Mung Bean Stew - cooking recipe

Ingredients
    1/2 cup raw mung beans
    5 potatoes, peeled and quartered
    1/4 teaspoon salt
    1 tablespoon canola oil
    1 onion, peeled and chopped
    2 carrots, sliced
    2 stalks celery, sliced
    5 button mushrooms, sliced
    2 cups vegetable stock
    salt and pepper to taste
Preparation
    Preheat oven to 400 degrees F (200 degrees C).
    Place the mung beans in a saucepan and cover with water. Bring to a boil over medium-high heat, and cook for 10 minutes. Lower heat to medium, and simmer until soft, about 10 minutes. Drain beans into a strainer and rinse under cold water. Set aside.

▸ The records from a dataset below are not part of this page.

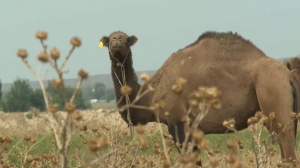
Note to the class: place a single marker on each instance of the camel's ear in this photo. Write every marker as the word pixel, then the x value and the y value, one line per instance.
pixel 287 64
pixel 104 41
pixel 132 40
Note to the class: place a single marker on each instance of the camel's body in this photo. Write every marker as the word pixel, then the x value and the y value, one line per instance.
pixel 248 79
pixel 243 74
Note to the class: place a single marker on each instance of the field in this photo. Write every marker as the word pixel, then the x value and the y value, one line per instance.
pixel 32 144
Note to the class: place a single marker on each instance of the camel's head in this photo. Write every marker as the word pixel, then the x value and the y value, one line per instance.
pixel 293 63
pixel 118 44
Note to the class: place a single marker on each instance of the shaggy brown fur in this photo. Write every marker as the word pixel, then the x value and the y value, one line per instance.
pixel 293 63
pixel 249 80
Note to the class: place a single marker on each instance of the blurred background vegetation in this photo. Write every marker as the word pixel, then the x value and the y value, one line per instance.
pixel 21 97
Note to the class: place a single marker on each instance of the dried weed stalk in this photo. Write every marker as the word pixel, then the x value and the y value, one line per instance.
pixel 61 130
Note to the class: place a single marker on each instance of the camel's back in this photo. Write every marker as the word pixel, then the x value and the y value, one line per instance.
pixel 224 60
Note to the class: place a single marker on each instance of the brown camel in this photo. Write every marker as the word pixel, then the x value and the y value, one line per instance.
pixel 292 63
pixel 249 80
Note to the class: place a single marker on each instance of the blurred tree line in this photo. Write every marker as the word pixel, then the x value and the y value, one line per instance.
pixel 21 96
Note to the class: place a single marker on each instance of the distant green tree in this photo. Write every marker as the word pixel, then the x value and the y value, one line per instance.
pixel 37 100
pixel 110 94
pixel 99 91
pixel 18 99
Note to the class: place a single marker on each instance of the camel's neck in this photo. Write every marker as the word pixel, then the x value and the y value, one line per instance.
pixel 137 115
pixel 129 74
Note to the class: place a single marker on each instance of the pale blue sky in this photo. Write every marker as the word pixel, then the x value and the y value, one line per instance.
pixel 162 27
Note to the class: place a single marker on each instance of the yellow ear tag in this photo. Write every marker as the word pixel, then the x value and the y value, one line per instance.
pixel 100 44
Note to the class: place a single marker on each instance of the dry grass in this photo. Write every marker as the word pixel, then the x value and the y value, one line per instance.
pixel 100 138
pixel 217 150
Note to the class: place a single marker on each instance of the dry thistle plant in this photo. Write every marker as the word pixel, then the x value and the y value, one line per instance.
pixel 62 130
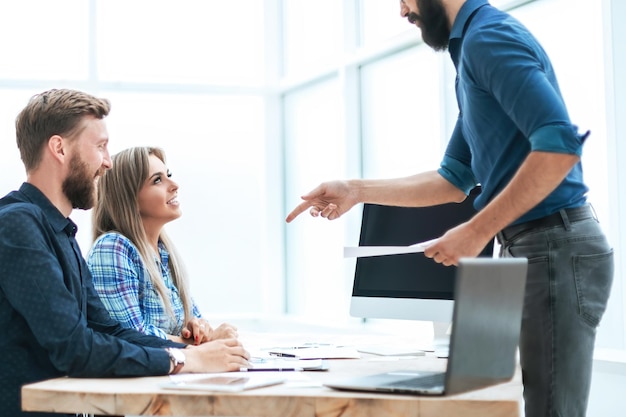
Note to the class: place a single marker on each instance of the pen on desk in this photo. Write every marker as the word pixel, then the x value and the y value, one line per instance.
pixel 270 369
pixel 282 355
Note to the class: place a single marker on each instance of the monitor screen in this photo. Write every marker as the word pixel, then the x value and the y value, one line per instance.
pixel 407 286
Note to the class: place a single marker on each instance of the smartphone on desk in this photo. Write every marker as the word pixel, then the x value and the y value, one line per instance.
pixel 223 383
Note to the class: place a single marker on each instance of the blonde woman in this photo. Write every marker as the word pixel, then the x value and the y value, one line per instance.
pixel 136 270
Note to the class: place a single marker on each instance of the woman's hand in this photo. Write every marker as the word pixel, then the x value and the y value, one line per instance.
pixel 199 331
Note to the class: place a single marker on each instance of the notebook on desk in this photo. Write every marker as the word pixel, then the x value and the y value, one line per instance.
pixel 486 322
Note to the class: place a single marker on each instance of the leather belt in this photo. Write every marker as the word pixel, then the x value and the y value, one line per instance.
pixel 560 218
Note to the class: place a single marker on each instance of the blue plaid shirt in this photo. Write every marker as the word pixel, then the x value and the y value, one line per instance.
pixel 124 286
pixel 51 319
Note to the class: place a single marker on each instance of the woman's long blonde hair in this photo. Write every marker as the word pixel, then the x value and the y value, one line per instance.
pixel 117 210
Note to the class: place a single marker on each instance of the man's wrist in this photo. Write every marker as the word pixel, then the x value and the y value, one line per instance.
pixel 177 360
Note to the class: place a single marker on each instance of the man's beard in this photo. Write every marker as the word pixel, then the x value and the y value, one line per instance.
pixel 433 23
pixel 79 186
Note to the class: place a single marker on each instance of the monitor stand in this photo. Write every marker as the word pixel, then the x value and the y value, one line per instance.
pixel 441 338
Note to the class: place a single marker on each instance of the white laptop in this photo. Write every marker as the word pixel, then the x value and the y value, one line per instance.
pixel 486 323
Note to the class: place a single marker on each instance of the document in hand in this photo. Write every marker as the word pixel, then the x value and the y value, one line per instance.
pixel 365 251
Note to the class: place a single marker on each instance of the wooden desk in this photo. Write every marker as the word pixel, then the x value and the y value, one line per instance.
pixel 143 396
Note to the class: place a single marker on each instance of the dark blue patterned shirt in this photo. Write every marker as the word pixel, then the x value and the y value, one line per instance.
pixel 52 321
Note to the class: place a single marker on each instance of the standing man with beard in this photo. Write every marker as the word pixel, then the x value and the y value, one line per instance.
pixel 52 320
pixel 514 137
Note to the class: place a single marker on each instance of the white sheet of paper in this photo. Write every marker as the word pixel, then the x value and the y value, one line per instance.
pixel 365 251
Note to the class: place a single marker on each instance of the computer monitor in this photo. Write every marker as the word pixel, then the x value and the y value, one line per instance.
pixel 407 286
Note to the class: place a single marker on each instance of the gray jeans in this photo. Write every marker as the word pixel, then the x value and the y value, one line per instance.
pixel 570 271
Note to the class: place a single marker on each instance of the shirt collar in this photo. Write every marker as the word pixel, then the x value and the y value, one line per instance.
pixel 466 11
pixel 54 216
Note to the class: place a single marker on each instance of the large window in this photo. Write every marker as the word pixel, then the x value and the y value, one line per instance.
pixel 255 104
pixel 401 112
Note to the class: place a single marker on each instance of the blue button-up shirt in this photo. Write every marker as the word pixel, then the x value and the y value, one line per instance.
pixel 52 321
pixel 510 104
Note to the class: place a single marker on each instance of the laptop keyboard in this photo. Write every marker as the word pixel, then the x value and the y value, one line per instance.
pixel 426 381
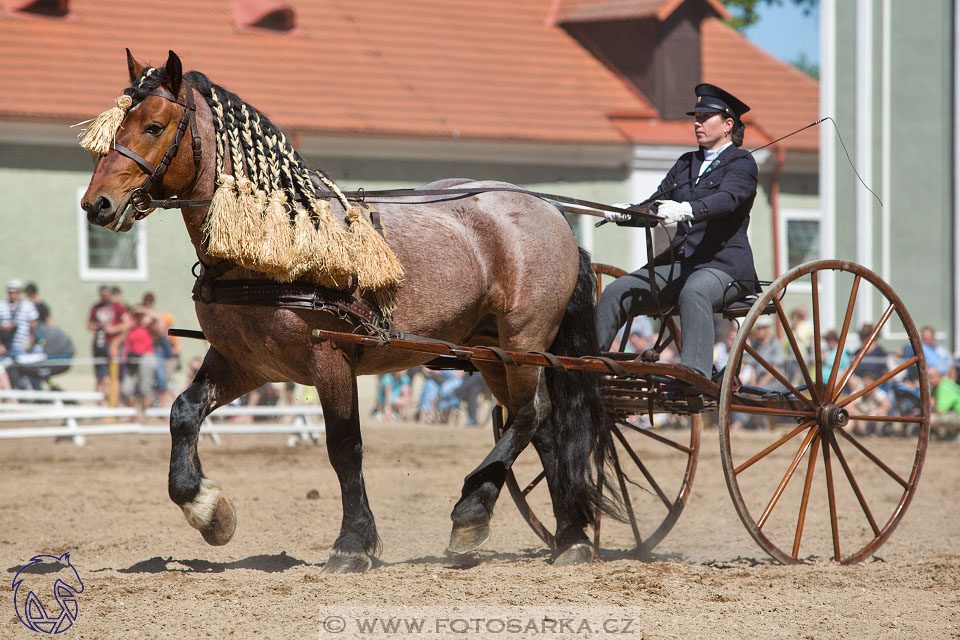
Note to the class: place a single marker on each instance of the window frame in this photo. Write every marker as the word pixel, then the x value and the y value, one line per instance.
pixel 89 273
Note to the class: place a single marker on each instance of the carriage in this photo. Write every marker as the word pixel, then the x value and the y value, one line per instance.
pixel 655 467
pixel 296 281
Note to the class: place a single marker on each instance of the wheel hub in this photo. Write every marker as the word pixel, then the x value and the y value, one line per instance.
pixel 830 416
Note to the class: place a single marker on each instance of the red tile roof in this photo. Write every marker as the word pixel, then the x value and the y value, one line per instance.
pixel 491 70
pixel 782 98
pixel 590 10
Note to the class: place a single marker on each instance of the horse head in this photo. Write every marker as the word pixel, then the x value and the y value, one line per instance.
pixel 141 136
pixel 29 596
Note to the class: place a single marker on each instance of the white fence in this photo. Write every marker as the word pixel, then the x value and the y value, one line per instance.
pixel 55 406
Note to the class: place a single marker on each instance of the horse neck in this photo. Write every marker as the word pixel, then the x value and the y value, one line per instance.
pixel 204 184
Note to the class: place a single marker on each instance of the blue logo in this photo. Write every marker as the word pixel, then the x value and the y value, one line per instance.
pixel 39 578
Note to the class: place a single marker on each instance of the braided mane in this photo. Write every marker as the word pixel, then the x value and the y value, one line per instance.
pixel 265 214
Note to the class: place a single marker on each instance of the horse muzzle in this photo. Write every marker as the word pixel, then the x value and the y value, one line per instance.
pixel 102 212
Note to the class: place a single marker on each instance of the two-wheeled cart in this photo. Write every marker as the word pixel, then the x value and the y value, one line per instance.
pixel 825 434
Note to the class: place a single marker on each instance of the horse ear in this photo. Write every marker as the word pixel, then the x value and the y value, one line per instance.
pixel 134 67
pixel 174 73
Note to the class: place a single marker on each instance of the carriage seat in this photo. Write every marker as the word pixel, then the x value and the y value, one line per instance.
pixel 740 308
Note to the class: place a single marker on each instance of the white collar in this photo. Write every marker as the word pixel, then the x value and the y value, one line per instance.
pixel 709 155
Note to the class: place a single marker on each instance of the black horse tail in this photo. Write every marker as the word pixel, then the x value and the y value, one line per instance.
pixel 577 413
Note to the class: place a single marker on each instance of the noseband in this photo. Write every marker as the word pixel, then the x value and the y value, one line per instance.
pixel 140 197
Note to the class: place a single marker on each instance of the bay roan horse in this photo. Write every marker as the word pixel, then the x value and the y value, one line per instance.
pixel 500 269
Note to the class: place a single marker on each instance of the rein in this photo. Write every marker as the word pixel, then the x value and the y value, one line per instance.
pixel 583 206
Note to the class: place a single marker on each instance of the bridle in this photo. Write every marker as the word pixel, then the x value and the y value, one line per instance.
pixel 140 197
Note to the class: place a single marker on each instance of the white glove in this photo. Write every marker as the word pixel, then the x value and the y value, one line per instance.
pixel 616 216
pixel 672 212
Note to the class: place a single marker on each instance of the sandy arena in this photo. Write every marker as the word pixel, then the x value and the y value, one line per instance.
pixel 148 574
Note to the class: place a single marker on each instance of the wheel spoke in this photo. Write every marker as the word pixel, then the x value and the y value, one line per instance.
pixel 623 488
pixel 831 497
pixel 779 376
pixel 817 348
pixel 854 485
pixel 851 303
pixel 786 478
pixel 533 483
pixel 643 469
pixel 774 446
pixel 863 351
pixel 796 353
pixel 790 413
pixel 807 483
pixel 656 436
pixel 877 461
pixel 876 383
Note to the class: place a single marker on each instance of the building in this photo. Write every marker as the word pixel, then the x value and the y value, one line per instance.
pixel 889 78
pixel 576 97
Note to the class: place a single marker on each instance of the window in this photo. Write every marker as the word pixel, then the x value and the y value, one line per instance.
pixel 104 255
pixel 799 237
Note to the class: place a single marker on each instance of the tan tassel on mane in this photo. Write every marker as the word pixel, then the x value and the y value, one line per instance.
pixel 103 129
pixel 222 219
pixel 336 263
pixel 275 252
pixel 376 264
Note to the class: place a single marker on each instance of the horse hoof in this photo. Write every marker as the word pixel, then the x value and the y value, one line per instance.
pixel 340 562
pixel 223 525
pixel 211 514
pixel 467 539
pixel 578 553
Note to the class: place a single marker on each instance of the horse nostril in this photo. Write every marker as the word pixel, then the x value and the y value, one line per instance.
pixel 100 206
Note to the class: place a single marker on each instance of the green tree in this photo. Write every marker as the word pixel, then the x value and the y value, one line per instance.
pixel 744 12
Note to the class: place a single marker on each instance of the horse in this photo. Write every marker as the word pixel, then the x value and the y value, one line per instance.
pixel 494 268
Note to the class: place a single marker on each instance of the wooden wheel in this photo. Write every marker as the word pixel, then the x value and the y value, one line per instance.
pixel 654 469
pixel 826 416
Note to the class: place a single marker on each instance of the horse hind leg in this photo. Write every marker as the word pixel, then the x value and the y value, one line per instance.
pixel 573 545
pixel 200 498
pixel 358 544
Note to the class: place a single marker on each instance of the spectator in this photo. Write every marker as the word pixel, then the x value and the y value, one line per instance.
pixel 802 330
pixel 936 355
pixel 832 342
pixel 945 398
pixel 872 403
pixel 107 320
pixel 721 350
pixel 141 363
pixel 43 311
pixel 765 343
pixel 18 323
pixel 162 346
pixel 18 320
pixel 874 362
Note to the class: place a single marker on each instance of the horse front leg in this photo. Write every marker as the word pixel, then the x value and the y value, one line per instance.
pixel 472 514
pixel 358 543
pixel 200 498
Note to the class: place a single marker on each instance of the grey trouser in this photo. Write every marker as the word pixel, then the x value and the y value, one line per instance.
pixel 696 294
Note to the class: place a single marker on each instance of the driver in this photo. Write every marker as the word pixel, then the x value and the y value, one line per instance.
pixel 711 191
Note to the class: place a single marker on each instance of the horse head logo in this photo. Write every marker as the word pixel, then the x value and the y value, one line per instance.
pixel 37 579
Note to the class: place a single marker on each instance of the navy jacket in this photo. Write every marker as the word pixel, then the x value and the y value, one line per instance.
pixel 721 201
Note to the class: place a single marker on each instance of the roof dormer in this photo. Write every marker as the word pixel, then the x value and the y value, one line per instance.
pixel 653 44
pixel 272 15
pixel 54 8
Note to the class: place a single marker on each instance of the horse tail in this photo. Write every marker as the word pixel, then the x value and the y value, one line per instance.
pixel 581 423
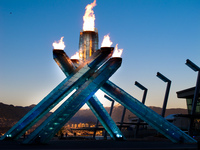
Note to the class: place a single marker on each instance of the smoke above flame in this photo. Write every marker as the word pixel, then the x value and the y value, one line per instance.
pixel 75 56
pixel 89 17
pixel 59 45
pixel 106 41
pixel 117 52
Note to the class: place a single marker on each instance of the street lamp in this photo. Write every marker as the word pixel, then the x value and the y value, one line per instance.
pixel 142 88
pixel 163 78
pixel 111 109
pixel 196 93
pixel 143 101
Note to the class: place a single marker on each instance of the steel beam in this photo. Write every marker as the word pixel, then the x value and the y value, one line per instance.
pixel 76 79
pixel 94 104
pixel 64 113
pixel 146 114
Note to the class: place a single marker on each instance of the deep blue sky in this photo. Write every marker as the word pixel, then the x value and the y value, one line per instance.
pixel 156 35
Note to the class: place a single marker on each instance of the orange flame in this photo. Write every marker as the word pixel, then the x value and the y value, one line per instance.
pixel 89 17
pixel 75 56
pixel 59 45
pixel 106 41
pixel 117 52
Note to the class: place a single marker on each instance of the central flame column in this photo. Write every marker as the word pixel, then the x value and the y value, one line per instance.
pixel 88 44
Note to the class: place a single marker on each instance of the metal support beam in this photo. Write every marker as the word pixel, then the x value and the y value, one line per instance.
pixel 53 123
pixel 94 104
pixel 55 96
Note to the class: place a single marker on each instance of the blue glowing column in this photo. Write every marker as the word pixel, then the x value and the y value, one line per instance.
pixel 76 79
pixel 64 113
pixel 152 118
pixel 94 104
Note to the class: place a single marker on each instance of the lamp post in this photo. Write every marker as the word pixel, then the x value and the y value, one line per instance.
pixel 163 78
pixel 122 119
pixel 111 109
pixel 196 93
pixel 143 101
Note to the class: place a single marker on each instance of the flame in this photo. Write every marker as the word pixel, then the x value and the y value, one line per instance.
pixel 89 17
pixel 117 52
pixel 106 41
pixel 59 45
pixel 75 56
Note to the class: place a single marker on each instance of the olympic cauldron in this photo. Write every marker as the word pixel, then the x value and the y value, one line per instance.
pixel 84 76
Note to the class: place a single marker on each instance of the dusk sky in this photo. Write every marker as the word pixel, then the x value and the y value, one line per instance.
pixel 156 35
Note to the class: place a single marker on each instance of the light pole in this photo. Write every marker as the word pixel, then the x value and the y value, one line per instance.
pixel 196 93
pixel 111 109
pixel 143 101
pixel 163 78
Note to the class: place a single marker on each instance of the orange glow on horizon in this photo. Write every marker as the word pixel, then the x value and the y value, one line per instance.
pixel 117 52
pixel 75 56
pixel 59 45
pixel 106 41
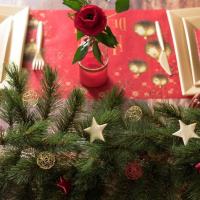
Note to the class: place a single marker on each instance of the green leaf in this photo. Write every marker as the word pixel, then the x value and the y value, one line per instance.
pixel 97 52
pixel 107 38
pixel 122 5
pixel 81 52
pixel 73 4
pixel 79 35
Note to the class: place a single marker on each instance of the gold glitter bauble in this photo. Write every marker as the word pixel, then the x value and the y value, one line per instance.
pixel 160 80
pixel 153 49
pixel 134 113
pixel 46 160
pixel 145 28
pixel 138 67
pixel 30 97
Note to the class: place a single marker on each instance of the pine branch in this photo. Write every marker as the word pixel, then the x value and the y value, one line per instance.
pixel 14 109
pixel 68 114
pixel 24 136
pixel 48 102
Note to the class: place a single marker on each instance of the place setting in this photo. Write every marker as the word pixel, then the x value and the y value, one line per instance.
pixel 99 104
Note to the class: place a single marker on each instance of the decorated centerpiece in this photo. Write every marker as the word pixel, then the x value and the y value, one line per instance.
pixel 95 38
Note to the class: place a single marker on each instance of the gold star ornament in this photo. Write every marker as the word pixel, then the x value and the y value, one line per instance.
pixel 186 132
pixel 95 131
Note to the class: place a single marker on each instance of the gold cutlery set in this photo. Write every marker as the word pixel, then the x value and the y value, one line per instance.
pixel 13 29
pixel 183 24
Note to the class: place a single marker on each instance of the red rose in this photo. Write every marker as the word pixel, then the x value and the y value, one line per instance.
pixel 91 20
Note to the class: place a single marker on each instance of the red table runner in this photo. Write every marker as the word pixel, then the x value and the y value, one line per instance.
pixel 60 44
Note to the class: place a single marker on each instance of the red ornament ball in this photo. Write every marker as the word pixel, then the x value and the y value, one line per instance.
pixel 197 167
pixel 64 185
pixel 133 171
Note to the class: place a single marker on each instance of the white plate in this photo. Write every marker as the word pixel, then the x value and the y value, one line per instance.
pixel 15 48
pixel 190 25
pixel 181 49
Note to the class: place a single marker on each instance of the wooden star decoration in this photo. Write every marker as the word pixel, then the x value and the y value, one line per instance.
pixel 186 132
pixel 95 131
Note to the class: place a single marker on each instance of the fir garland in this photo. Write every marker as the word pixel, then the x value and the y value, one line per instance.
pixel 46 154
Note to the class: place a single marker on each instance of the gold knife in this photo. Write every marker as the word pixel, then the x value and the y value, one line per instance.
pixel 163 60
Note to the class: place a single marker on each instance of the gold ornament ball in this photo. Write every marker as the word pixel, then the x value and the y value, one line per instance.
pixel 46 160
pixel 153 49
pixel 145 28
pixel 138 67
pixel 134 113
pixel 160 80
pixel 30 97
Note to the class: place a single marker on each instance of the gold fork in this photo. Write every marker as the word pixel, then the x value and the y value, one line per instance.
pixel 38 61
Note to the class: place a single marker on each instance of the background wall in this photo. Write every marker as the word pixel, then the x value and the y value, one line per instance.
pixel 136 4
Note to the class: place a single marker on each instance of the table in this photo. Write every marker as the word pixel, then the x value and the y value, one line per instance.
pixel 136 4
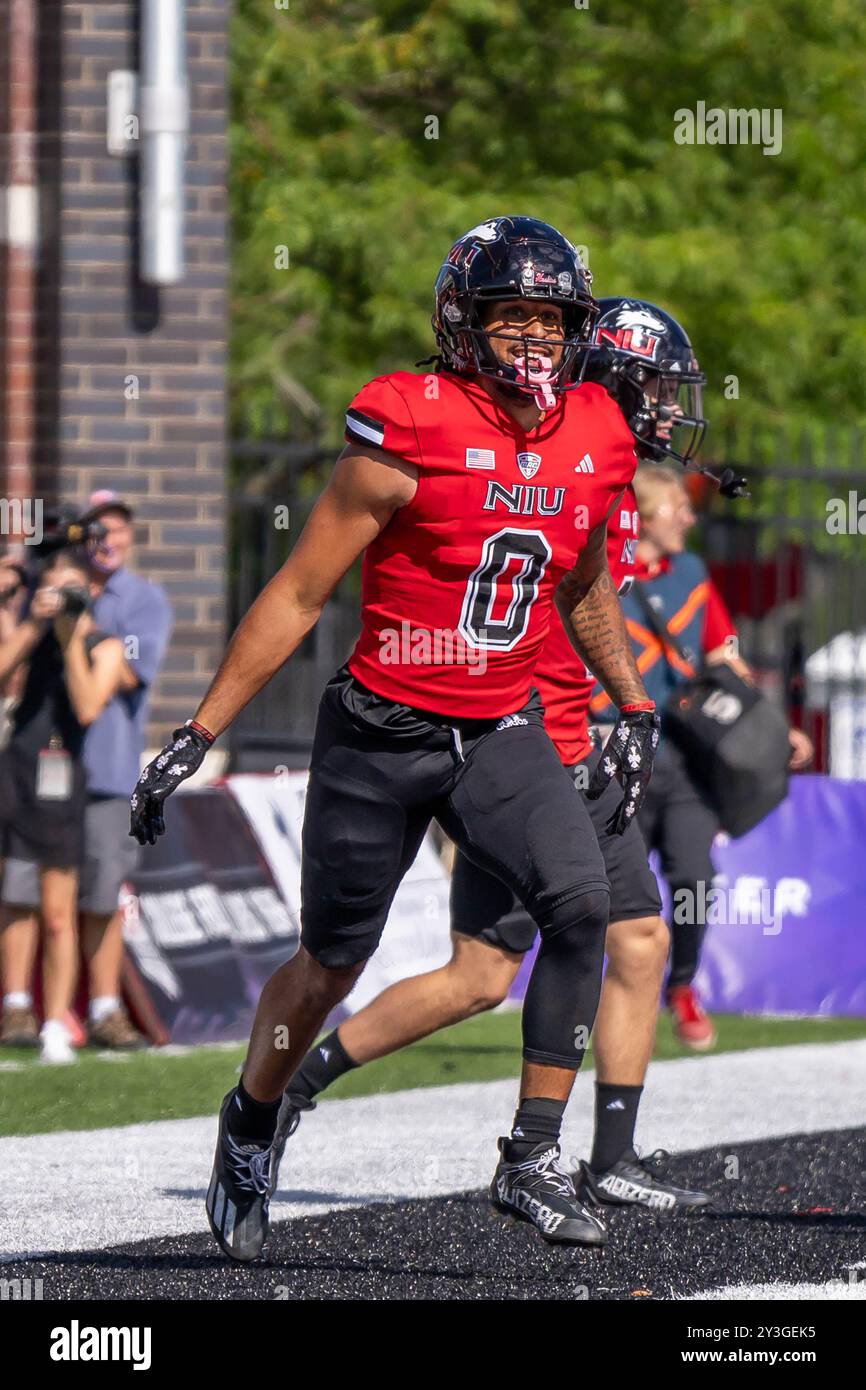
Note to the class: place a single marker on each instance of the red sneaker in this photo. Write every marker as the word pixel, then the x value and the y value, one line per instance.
pixel 692 1026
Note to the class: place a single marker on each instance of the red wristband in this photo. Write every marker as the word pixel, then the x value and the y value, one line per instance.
pixel 199 729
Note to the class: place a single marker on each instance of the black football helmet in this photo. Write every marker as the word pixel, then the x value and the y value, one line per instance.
pixel 647 363
pixel 513 257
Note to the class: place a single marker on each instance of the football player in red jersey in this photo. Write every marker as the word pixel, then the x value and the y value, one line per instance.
pixel 478 496
pixel 489 929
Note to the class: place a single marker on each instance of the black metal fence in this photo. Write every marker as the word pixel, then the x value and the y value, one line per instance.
pixel 790 562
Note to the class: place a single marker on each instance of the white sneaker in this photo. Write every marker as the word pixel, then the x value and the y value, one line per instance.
pixel 56 1045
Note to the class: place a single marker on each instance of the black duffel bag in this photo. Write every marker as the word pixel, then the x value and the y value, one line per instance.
pixel 734 741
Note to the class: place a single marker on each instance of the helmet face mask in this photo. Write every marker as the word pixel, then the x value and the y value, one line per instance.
pixel 644 359
pixel 520 259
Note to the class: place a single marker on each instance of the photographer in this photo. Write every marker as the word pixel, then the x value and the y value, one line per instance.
pixel 677 818
pixel 72 673
pixel 128 606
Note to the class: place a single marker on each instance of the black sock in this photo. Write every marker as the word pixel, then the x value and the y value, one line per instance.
pixel 250 1121
pixel 537 1121
pixel 616 1115
pixel 323 1064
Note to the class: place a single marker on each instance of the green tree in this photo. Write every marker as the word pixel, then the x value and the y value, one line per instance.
pixel 566 114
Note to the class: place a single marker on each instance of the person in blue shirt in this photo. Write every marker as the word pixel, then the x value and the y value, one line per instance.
pixel 125 606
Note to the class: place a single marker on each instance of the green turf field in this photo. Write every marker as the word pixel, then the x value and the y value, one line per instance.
pixel 156 1086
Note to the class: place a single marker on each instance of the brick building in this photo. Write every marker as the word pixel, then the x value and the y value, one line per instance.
pixel 107 381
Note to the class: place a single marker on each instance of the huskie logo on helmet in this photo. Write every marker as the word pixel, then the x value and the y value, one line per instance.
pixel 515 257
pixel 647 363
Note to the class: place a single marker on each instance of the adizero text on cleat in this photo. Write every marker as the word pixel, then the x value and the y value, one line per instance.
pixel 637 1182
pixel 538 1191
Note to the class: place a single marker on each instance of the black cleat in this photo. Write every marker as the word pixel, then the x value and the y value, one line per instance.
pixel 537 1190
pixel 239 1193
pixel 637 1182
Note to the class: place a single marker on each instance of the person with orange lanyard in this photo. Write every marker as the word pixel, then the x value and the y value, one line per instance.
pixel 676 818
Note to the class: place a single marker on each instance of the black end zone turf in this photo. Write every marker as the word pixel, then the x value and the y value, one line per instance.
pixel 786 1211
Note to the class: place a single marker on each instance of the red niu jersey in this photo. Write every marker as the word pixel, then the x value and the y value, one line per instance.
pixel 458 588
pixel 560 676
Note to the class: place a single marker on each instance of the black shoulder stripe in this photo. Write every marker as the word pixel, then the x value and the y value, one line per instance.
pixel 364 428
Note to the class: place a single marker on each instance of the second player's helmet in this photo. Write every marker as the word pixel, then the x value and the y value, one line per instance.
pixel 512 257
pixel 645 360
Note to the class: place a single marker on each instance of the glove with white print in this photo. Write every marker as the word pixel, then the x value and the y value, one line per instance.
pixel 627 755
pixel 178 761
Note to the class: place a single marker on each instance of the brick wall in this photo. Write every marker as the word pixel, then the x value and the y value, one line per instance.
pixel 131 380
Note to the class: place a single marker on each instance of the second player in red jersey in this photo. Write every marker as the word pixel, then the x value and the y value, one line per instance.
pixel 458 591
pixel 562 679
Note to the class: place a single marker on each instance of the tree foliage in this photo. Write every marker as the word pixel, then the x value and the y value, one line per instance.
pixel 566 114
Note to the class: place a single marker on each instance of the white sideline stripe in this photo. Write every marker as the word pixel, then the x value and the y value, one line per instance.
pixel 81 1190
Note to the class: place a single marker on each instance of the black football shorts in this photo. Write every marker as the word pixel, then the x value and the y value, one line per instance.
pixel 380 772
pixel 485 908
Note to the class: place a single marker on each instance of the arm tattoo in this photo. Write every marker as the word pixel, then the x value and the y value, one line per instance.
pixel 597 628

    Meanwhile, place the potatoes in saucepan, cover with water, and stir in 1/4 teaspoon salt. Bring to a boil over medium-high heat, and cook just until potatoes begin to soften when pierced with a fork, about 10 minutes. Drain, and set aside.
    Heat the oil in a skillet over medium heat. Add the onion; cook and stir until transparent, about 5 minutes. Add the carrots, celery, and mushrooms. Cook and stir until the vegetables are tender, about 5 minutes. Pour in the stock, and add salt and pepper to taste. Cook vegetable mixture 5 minutes more. Combine with the mung beans and potatoes in an oven-proof casserole. Cover with a lid.
    Bake in preheated oven until mixture bubbles, about 30 minutes.